Les tarifs réglementés du gaz naturel, appliqués par Engie à plusieurs millions de clients en France, vont augmenter en moyenne de 6,9% au 1er janvier, selon une délibération de la Commission de régulation de l'énergie (CRE) publiée vendredi 22 décembre. Cette hausse importante est notamment due à la hausse de la taxe intérieure sur la consommation de gaz naturel (TICGN).
Hors taxes, les tarifs augmenteront en moyenne de 2,3% au 1er janvier, reflétant la hausse des prix du gaz sur les marchés de gros. Cette hausse sera de 2,4% pour les consommateurs utilisant le gaz pour se chauffer, de 0,7% pour ceux qui utilisent le gaz pour la cuisson, et de 1,4% pour ceux qui ont un double usage cuisson et eau chaude.

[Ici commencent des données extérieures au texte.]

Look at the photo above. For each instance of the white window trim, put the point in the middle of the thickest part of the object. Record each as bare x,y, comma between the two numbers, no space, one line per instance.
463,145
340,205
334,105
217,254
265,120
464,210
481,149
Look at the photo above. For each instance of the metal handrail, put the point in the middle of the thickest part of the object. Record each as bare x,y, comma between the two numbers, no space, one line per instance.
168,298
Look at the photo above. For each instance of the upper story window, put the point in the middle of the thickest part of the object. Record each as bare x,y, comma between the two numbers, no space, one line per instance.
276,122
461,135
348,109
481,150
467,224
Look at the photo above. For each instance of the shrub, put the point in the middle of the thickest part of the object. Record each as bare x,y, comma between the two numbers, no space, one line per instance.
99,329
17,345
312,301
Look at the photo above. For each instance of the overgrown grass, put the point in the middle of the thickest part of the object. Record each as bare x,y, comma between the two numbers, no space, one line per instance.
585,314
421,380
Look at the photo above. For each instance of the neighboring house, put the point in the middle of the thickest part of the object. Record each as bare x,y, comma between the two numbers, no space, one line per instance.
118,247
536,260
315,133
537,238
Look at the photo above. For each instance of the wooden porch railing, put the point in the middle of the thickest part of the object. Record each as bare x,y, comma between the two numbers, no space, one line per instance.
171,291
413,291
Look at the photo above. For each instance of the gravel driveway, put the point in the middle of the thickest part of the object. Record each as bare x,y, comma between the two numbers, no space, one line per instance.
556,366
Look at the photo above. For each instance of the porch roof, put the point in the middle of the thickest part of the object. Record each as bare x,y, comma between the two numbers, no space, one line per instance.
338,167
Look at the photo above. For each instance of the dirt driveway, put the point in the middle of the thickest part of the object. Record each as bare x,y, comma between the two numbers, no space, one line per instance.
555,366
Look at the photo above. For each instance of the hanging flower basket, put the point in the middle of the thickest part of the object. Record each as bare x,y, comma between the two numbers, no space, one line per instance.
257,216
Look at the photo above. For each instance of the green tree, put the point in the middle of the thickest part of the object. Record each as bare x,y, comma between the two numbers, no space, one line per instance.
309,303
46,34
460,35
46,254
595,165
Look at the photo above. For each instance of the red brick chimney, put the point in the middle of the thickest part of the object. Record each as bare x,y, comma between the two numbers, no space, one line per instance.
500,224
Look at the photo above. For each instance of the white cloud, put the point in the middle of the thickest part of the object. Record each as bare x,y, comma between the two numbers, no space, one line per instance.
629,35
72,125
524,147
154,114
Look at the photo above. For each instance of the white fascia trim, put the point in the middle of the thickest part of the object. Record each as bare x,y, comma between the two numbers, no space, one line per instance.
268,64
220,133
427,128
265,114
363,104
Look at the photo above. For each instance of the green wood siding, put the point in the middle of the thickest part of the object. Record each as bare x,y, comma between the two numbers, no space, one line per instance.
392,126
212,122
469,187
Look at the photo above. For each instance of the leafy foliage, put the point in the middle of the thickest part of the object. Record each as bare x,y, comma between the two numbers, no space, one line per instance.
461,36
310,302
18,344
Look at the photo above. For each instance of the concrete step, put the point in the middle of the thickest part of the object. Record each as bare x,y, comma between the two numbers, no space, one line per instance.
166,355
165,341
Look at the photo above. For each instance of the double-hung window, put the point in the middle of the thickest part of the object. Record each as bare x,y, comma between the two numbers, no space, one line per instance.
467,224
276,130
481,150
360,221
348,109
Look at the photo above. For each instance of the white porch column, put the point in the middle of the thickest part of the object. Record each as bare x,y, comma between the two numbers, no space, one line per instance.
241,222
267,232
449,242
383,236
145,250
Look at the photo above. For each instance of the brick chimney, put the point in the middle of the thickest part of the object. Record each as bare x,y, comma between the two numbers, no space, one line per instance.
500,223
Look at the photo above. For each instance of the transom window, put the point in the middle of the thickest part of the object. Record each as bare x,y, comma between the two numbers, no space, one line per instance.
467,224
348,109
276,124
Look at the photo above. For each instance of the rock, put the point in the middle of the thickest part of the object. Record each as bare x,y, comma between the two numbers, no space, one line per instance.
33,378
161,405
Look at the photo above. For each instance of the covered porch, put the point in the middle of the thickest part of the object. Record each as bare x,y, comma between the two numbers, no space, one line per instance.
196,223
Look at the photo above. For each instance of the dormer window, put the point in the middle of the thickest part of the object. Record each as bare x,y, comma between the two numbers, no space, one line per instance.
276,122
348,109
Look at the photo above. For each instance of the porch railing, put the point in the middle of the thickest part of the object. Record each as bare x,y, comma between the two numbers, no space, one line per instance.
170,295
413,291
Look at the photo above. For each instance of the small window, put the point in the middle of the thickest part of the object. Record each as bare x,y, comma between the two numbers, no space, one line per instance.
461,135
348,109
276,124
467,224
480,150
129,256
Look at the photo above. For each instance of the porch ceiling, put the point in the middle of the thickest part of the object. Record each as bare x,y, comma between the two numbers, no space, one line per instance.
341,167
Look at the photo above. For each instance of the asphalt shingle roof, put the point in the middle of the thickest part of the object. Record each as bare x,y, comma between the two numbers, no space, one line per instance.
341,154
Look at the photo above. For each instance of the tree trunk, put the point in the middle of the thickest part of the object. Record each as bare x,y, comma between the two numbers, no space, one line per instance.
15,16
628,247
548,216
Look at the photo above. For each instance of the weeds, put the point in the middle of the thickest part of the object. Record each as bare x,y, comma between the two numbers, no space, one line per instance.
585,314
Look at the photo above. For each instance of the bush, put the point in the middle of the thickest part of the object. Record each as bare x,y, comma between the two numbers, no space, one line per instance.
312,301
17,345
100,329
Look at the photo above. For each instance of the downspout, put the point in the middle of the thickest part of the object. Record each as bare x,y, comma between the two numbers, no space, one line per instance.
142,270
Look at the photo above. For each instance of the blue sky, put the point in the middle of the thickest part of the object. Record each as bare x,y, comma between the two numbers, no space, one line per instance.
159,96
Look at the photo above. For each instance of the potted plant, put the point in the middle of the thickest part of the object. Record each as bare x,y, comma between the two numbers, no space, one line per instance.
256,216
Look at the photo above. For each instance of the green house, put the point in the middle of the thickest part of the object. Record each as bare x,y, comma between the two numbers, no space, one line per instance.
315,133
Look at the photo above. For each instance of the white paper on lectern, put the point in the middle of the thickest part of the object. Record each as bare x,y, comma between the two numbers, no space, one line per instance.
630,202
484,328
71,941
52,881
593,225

Contribution climat énergie
À cela, s'ajoutera l'augmentation de la taxe intérieure sur la consommation de gaz naturel (TICGN) qui passe de 5,88 euros par mégawattheure (mWh) consommé à 8,45 euros/MWh, du fait de la hausse au 1er janvier de la contribution climat énergie (sorte de taxe carbone), une de ses composantes.

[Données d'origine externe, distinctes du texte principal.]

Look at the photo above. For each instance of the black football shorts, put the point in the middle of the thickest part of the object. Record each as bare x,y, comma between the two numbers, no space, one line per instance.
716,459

Les tarifs réglementés hors taxes du gaz sont révisés mensuellement, selon une formule qui prend en compte notamment les prix du gaz sur le marché de gros et le cours du baril de pétrole.
Depuis l'ouverture du marché de l'énergie à la concurrence, les 10,6 millions de consommateurs français abonnés au gaz ont le choix entre les tarifs réglementés de l'ancien monopole, et les prix de marché, proposés tant par Engie que par ses concurrents (EDF, Direct Energie, Eni, Lampiris, etc.).
Les tarifs réglementés sont en sursis depuis que le Conseil d'État, saisi par des fournisseurs concurrents d'Engie, a jugé en juillet que leur maintien était contraire au droit européen.